If you notice natural enemy activity, especially lady beetles, and want to preserve their activity, keep several things in mind. Our research shows that Beleaf® insecticide is particularly benign to natural enemies because of its slow acting efficacy on aphids, which allows aphid-feeding beneficials to continue to eat them with little to no consequence on their biology.
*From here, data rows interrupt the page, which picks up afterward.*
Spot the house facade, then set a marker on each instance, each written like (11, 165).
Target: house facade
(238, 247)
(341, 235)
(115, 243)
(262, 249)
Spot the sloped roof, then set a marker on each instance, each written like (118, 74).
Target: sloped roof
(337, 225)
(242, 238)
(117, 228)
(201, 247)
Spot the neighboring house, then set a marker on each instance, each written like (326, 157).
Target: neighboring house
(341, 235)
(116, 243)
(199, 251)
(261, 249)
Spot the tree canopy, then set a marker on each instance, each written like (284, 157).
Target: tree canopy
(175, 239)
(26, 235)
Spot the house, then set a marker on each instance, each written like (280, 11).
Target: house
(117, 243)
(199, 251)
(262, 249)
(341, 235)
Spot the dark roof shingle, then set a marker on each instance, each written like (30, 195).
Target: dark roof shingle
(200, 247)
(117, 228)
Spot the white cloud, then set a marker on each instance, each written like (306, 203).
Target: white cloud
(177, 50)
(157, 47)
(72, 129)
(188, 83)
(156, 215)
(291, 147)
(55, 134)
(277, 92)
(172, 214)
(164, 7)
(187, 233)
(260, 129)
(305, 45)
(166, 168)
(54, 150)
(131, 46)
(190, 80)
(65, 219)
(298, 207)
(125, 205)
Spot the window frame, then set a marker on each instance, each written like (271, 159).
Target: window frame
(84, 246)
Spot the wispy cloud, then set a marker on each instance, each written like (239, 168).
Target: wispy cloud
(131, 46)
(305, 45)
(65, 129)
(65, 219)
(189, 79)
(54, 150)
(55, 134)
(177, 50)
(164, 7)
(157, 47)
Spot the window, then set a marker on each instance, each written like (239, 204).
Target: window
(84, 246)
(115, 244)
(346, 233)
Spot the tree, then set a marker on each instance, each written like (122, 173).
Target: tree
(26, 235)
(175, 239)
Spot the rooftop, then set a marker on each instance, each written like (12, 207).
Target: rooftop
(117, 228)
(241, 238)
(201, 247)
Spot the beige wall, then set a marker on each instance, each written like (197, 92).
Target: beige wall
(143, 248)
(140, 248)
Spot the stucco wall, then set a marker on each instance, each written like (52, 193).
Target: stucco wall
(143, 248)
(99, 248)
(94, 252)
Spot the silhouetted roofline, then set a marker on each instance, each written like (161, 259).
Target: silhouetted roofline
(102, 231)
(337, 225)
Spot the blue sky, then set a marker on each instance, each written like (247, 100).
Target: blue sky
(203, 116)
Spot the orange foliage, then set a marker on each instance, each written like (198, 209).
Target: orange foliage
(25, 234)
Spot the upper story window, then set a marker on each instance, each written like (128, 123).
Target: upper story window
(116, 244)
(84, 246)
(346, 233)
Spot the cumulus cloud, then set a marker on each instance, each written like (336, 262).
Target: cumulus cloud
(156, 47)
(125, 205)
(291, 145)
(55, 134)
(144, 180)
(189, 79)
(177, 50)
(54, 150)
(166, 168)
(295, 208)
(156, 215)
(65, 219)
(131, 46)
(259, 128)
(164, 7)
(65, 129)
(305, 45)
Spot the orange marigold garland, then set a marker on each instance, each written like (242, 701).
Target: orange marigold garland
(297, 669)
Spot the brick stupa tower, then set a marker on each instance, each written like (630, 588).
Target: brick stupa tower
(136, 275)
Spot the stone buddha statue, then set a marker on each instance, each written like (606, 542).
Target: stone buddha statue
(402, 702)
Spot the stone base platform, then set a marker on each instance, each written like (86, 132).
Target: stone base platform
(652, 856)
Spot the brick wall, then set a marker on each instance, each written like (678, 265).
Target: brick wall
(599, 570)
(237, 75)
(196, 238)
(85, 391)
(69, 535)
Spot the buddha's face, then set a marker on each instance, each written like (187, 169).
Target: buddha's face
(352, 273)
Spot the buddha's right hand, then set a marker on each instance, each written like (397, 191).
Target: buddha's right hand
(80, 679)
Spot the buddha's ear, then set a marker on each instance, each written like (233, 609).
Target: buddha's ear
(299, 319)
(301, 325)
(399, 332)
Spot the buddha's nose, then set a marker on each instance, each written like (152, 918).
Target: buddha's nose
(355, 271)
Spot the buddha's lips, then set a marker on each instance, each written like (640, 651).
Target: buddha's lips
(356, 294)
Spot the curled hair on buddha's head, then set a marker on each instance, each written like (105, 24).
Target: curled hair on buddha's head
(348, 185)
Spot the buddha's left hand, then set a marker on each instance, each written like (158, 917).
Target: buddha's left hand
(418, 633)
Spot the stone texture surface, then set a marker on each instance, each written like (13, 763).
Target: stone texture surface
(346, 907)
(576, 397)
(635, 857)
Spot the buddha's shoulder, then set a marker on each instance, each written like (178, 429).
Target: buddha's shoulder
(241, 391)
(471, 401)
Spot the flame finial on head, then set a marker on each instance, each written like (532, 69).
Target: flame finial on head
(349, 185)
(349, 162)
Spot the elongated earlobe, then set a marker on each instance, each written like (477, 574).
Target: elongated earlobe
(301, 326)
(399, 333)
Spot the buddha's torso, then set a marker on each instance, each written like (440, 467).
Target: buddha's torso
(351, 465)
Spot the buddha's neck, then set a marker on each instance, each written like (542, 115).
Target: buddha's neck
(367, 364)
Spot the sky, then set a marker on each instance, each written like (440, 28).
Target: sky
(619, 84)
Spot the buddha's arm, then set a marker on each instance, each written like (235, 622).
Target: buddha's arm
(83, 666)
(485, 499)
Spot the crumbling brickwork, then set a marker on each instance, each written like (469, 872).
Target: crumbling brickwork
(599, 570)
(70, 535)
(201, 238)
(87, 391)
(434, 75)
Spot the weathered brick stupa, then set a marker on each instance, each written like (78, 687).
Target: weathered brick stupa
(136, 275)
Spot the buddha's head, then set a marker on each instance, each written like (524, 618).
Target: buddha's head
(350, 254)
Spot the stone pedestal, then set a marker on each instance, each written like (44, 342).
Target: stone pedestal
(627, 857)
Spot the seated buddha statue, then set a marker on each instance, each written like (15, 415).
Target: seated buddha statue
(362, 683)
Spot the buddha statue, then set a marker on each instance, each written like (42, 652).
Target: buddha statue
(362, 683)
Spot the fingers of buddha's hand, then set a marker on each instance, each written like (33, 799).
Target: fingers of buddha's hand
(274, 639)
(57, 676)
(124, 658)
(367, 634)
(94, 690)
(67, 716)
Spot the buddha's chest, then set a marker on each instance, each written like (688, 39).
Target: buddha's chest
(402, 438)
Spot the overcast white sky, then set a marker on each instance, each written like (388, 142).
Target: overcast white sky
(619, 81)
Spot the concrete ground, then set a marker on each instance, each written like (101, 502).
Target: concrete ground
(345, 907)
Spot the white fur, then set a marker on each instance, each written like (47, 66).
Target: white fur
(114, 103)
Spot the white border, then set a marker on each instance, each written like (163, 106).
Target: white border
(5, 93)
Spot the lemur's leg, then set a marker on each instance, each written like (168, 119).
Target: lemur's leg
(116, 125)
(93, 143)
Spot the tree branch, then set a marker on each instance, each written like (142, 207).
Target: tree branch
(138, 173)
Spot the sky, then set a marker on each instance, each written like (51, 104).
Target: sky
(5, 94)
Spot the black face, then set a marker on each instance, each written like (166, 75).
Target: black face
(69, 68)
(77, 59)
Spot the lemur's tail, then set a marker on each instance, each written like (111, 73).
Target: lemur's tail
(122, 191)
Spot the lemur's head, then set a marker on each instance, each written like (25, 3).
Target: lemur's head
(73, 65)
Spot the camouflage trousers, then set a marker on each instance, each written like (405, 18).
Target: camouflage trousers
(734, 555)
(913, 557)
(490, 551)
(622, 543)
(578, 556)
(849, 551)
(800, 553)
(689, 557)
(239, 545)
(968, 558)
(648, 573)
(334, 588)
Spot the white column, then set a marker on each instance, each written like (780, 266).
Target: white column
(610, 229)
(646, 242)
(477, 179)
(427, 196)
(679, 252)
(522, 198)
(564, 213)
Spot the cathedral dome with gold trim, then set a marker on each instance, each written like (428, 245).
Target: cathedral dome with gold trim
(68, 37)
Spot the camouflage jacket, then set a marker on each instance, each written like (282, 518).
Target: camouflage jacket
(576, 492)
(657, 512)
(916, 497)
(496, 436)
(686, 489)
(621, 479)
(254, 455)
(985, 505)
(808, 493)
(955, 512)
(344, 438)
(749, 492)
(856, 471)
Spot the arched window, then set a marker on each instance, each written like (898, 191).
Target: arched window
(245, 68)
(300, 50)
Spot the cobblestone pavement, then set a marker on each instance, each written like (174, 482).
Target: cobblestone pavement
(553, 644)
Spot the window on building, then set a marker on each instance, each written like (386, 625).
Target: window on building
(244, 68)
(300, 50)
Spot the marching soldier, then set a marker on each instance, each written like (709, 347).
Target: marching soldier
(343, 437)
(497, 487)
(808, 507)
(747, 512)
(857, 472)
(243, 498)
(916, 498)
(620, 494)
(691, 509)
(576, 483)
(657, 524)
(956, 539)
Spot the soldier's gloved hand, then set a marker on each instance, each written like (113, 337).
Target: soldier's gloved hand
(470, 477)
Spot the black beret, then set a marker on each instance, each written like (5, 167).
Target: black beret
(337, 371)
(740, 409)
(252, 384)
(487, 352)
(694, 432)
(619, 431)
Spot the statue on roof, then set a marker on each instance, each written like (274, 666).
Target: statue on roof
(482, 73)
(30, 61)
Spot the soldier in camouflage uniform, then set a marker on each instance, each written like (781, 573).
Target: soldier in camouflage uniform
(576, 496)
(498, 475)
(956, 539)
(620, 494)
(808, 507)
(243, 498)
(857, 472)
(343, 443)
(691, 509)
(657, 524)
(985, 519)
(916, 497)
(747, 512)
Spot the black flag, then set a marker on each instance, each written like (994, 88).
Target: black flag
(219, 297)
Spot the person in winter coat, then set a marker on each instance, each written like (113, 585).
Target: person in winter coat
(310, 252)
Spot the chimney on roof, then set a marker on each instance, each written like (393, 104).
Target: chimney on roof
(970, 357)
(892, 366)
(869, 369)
That being said, cabbage aphid may contain toxins that they acquire through their feeding which make them less palatable to some predators, and reduces their effectiveness as natural controls.
With all pesticides, review label restrictions for applications during bloom, as honeybees can be killed if exposed to several of the registered products. One registered product, Beleaf® (FMC Corporation) does not have any restrictions for application during bloom.